Rafael Marques disse-me uma vez que muita da sua capacidade de
intervenção advinha da sua exposição no Jornal
das 9 da SIC Notícias. Mas as suas denúncias sempre causaram grande
incómodo em Portugal. O Governo justifica a complacência para com Angola com os
postos de trabalho dos portugueses emigrados. O mesmo argumento usado no
passado para manter as mais cordiais relações com o apartheid de Pretória, ostracizando o ANC por causa dos imigrantes na África do
Sul. Foi por isso que as relações entre Lisboa e o ANC sempre foram difíceis.
Com o regime do MPLA e o poderio financeiro angolano, a atitude governamental e
empresarial é a mesma dos tempos em que Mandela estava preso em Robben Island;
não se pode ofender os anfitriões de tanto posto de trabalho, sejam eles quem
forem.
No decurso da minha actividade jornalística, fui admoestado dos
melindres que causavam as declarações que Rafael Marques fazia nos noticiários
da minha responsabilidade.
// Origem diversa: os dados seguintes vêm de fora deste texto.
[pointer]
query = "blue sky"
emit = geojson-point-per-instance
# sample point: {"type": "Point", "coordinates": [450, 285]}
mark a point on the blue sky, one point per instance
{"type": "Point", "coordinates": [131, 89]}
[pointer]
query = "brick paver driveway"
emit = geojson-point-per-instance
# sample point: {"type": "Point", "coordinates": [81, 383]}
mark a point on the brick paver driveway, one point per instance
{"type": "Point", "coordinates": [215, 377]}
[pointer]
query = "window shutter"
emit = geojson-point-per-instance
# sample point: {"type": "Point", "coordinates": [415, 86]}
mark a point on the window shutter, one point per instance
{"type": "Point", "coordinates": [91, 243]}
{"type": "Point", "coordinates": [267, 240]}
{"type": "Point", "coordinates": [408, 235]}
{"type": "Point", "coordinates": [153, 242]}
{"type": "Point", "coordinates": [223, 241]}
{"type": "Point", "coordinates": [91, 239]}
Numa das comunicações que recebi por escrito na
sequência de um trabalho sobre os Diamantes
de Sangue chegaram a tentar exigir um exame prévio dos meus entrevistados.
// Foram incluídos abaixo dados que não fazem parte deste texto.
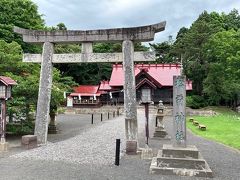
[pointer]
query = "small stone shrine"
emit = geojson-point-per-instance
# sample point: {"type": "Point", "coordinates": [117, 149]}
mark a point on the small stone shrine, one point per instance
{"type": "Point", "coordinates": [160, 131]}
{"type": "Point", "coordinates": [180, 158]}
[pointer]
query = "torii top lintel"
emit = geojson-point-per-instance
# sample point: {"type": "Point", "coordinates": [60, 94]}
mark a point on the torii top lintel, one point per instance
{"type": "Point", "coordinates": [140, 34]}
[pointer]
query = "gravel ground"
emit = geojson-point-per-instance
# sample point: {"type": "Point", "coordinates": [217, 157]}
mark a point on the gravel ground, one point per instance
{"type": "Point", "coordinates": [96, 144]}
{"type": "Point", "coordinates": [88, 154]}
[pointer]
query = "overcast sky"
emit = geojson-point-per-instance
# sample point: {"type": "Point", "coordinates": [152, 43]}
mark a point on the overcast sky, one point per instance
{"type": "Point", "coordinates": [98, 14]}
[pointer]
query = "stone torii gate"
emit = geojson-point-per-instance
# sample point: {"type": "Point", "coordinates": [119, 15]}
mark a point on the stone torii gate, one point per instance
{"type": "Point", "coordinates": [125, 35]}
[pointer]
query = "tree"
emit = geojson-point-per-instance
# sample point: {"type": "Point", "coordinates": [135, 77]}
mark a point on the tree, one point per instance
{"type": "Point", "coordinates": [222, 53]}
{"type": "Point", "coordinates": [190, 44]}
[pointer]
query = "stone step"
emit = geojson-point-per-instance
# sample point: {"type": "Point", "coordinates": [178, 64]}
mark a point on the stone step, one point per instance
{"type": "Point", "coordinates": [154, 169]}
{"type": "Point", "coordinates": [180, 152]}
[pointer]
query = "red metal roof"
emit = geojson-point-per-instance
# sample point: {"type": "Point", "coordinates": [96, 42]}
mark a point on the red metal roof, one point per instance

Noutro episódio em que Rafael Marques denunciou no Jornal das 9 o conúbio entre o regime do MPLA e a revista Rumo, que a Impresa de Pinto Balsemão editava em Luanda, fui advertido dos
problemas causados a “colegas” que estavam a trabalhar em Angola. Foi neste
ambiente que a SIC, por razões que a razão há-de sempre desconhecer, aceitou
exibir em prime time, no seu
canal principal, a extraordinária “entrevista” de Henrique Cymerman a José
Eduardo dos Santos. Actualmente, a SIC transmite nos noticiários longos
panegíricos sobre os paraísos angolanos e adoptou como slogan o angolaníssimo “Estamos Juntos”, saudação decalcada do cumprimento dos
guerrilheiros angolanos, ironicamente, muito popular entre a UNITA. Até ao
cancelamento do meu contrato de trabalho, continuei a dar voz a Rafael Marques
e a divulgar as suas denúncias, fossem elas do saque dos diamantes das Lundas,
do regime de escravatura dos camponeses com os piores índices de expectativa de
vida e de mortalidade infantil do mundo, à bestialidade do tratamento de prisioneiros
nos cárceres de Angola. Prisões com que Rafael Marques está agora ameaçado,
depois de ter caído no embuste de aceitar um acordo judicial com os seus
algozes para, de surpresa, o Tribunal e a Procuradoria abjurarem tudo,
fustigando-o com uma dura e desproporcionada pena, ignorando o entendimento
lavrado por escrito em papel timbrado do Ministério da Justiça da República de
Angola, validado por um juiz, que dava por findo o processo dos Diamantes de Sangue.
O ambiente em Angola é selvático. Rafael Marques tem tentado opor-se à
criminalidade institucionalizada que faz o Departamento de Estado de Washington
descrever Angola como um local de eleição para a prática de “crimes de
oportunidade”. Mas se oportunidade para o crime existe em Angola, Portugal, no Governo,
nos media e na alta
finança, contribui para que essa oportunidade seja aproveitada por quem a
história tornou numa elite realmente desalmada. Houve alguém que durante o
estalinismo disse que as indecências da história não toleram testemunhas.
Rafael Marques tem sido a principal testemunha do que de mais indecente
se passa em Angola e, nesse processo, do que aqui em Portugal também não é
decente. É por isso que o silenciam. Cá e lá.